Lisa segera menerima hp miliknya, menyipitkan mata ke arah Ares, menatap curiga. Memang sudah seharusnya Lira curiga terhadap Ares sih. Pemuda itu pasti melakukan sesuatu pada hpnya.

Setelah menyentuh beberapa digit nomer sandi, tampilan home langsung terlihat di layar. Lisa melototkan mata, menjerit sedetik kemudian. Ia reflek membuang hpnya ke sembarang arah, ganti melotot tajam ke pemuda di sebelahnya.

"Ubah wallpapernya nggak, Res?!!" seru Lisa.

Ares yang dipelototi hanya tertawa, tidak merasa bersalah.

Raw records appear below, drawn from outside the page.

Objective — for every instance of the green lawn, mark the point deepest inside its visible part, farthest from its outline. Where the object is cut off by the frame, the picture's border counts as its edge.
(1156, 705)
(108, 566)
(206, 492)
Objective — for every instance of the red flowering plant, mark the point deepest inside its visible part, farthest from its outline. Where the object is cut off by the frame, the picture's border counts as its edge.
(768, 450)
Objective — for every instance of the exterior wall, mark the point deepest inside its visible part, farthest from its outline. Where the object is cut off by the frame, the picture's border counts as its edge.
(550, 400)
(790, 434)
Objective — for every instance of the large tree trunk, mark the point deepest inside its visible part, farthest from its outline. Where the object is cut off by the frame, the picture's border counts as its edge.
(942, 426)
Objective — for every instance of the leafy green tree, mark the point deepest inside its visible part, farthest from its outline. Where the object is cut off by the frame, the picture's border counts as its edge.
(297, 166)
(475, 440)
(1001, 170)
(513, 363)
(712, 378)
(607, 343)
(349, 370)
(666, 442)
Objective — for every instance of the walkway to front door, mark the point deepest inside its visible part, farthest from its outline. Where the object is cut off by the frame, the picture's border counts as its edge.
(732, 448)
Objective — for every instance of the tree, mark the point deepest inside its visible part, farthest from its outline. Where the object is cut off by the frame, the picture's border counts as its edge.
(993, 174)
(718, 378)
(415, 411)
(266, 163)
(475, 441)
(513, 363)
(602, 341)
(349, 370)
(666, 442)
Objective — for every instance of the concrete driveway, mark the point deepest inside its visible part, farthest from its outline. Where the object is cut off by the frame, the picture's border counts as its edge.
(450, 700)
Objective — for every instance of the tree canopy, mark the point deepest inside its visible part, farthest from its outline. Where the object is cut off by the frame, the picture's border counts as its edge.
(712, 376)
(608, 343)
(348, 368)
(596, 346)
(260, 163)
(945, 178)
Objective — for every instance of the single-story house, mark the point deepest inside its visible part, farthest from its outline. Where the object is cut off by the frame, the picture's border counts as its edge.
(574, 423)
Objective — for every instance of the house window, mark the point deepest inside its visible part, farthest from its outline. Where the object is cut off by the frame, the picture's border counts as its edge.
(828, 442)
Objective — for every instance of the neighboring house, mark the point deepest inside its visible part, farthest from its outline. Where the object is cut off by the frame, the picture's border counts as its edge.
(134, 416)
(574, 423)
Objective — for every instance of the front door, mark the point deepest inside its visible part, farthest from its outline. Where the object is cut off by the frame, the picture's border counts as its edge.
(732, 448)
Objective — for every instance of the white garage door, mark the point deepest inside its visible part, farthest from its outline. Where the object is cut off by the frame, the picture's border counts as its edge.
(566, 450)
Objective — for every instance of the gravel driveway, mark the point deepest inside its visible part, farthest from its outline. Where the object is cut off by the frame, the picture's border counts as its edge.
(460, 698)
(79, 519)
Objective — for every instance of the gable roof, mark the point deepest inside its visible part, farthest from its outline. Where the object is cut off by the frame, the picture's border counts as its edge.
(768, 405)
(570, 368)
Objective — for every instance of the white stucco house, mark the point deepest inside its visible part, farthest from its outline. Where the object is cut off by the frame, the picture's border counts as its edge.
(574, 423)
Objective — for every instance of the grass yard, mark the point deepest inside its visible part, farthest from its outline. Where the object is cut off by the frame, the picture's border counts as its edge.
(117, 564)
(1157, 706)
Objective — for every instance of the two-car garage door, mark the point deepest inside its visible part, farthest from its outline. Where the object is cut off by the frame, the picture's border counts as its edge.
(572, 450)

Beberapa orang yang mendengar keributan antara Lisa dan Ares juga langsung menoleh, melengos tidak peduli beberapa detik kemudian. Tidak penting, hanya seaeorang yang sedang menjahili pacarnya, pikir mereka.

"Kenapa? Dedek cicaknya kelewat imut kan? Warnanya masih item."

Sial. Lisa menahan diri agar tidak mengumpat secara langsung. Jika begini terus caranya, Lisa perlu mengganti hp sehari sekali nantinya.

"Pokoknya ganti wallpapernya," ucap Lisa, menahan diri agar tidak meledak. Untungnya ia hanya melihat sekilas wallpaper hpnya tadi.

Ares memungut hp Lisa yang jatuh di tanah, membuka aplikasi kamera, lalu berselfie ria. Setelahnya, tanpa bertanya, Lisa langsung tahu jika pemuda Reigara itu akan menjadikan foto dirinya sebagai wallpaper. Tapi sungguh, itu lebih baik daripada melihat gambar seekor bayi cicak ada di tampilan layar handphonenya. Lisa mendadak merinding mengingatnya.

"Nih, Sa. Jangan diganti. Bisa jadi moodboster paling handal kalau kamu lagi badmood."

Lisq menyeringai jijik, mengambil hp dari tangan Ares. Terbalik. Lisa malah tambah badmood jika melihat foto Ares ada di layar handphone.

Beberapa detik kemudian, keadaan mendadak hening antara mereka berdua. Pemuda Reigara di sebelah Lisa sibuk dengan ponselnya, membalas pesan dari papanya mungkin. Kebalikan dari Ares, Lisa meletakkan hp, memilih mengamati sekitarnya.

Masalah dengan Vian sudah selesai. Tadi pemuda itu bertanya waktu luang Lisa besok, memaksa Lisa memberi waktu untuk mengajarinya. Lisa bilang tidak ada. Tapi mana Vian percaya. Ia tahu Lisa anak rumahan dan bukan makhluk sesibuk itu. Jadi Lisa perlu memberi alasan kuat untuk membuatnya percaya; Lisa harus menginap di rumah teman sampai hari Senin.

Lisa tidak berbohong kan? Alasannya benar. Ia memang akan menginap-atau lebih tepatnya tinggal-di rumah temannya a.k.a. Ares. Hanya perkataan 'sampai hari Senin' saja yang tidak benar, meskipun Lisa sangat berharap hanya sampai hari Senin saja Lisa tinggal bersama pemuda Reigara itu.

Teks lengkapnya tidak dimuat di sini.